Heterogeneity everywhere! The lists of clonal and sub-clonal aberrations found here and there in many tumors get longer and longer. But is this whole heterogeneity business actually useful for anything?
Actually it is, as we show in a paper that just came out in PLoS Medicine: Spatial and temporal heterogeneity in high-grade serous ovarian cancer: a phylogenetic reconstruction. And as a free bonus it comes with an editorial by Andy Beck from Harvard, who says “open access to large scale datasets is needed to translate knowledge of cancer heterogeneity into better patient outcomes” — right he is!
Phylogenetic analysis predicts patient survival
The figure below gives an overview of our study. We analyzed multiple copy-number profiles from initially 17 patients (some drop out for various reasons and we have 14 in the end). As a first step we computed pairwise distances between the copy-number profiles (more on this below) which gave us the square red distance matrix depicted below and opened up two lines of inquiry:
First of all, the distances can be used to build patient-specific evolutionary trees, which tell you something about the order of events in tumor evolution. But, maybe even more importantly, the distances also allowed us to compute summary measures of tumor heterogeneity, which could be linked to patient survival. And, yes indeed, the more heterogeneous the tumor, the worse the survival. (In 14 patients! Not really a definitive statement, I know.)
Call the MEDICC!
The key computational component of our study is MEDICC, which was published end of last year and computes the red matrix in the figure above. The code is available on bitbucket and has already found its first users outside my group. For example it has been used to great effect in the recent Big Bang paper.
What is MEDICC? Here a few lines from the paper abstract:
MEDICC [is] a method for phylogenetic reconstruction and heterogeneity quantification based on a Minimum Event Distance for Intra-tumour Copy-number Comparisons.

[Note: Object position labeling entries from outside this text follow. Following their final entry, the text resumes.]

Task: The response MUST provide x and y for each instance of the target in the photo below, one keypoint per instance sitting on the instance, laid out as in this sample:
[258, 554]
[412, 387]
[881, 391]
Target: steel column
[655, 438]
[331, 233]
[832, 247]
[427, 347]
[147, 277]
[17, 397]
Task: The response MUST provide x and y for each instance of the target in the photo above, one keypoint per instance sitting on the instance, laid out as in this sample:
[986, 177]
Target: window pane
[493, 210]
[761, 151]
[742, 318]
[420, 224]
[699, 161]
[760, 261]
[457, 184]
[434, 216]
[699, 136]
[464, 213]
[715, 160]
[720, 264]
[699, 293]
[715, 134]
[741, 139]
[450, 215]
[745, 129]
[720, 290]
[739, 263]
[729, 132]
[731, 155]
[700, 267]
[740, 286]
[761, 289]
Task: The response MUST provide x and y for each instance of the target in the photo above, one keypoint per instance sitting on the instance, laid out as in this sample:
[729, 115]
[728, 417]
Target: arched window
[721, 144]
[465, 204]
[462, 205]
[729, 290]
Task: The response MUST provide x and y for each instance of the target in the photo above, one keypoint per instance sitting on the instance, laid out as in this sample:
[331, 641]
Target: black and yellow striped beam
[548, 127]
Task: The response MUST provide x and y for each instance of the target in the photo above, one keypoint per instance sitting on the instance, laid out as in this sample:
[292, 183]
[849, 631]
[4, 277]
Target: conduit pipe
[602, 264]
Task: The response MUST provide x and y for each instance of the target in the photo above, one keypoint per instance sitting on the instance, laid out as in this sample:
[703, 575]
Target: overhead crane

Using a transducer-based pairwise comparison function, we determine optimal phasing of major and minor alleles, as well as evolutionary distances between samples, and are able to reconstruct ancestral genomes.
But, hey, if you really want to know what we did, why not learn it directly from the master? Roland is explaining everything you’d ever want to know about MEDICC in this phyloseminar hosted by Erick Matsen from FHCRC.
Readers of this post also enjoy reading the original paper and citing it.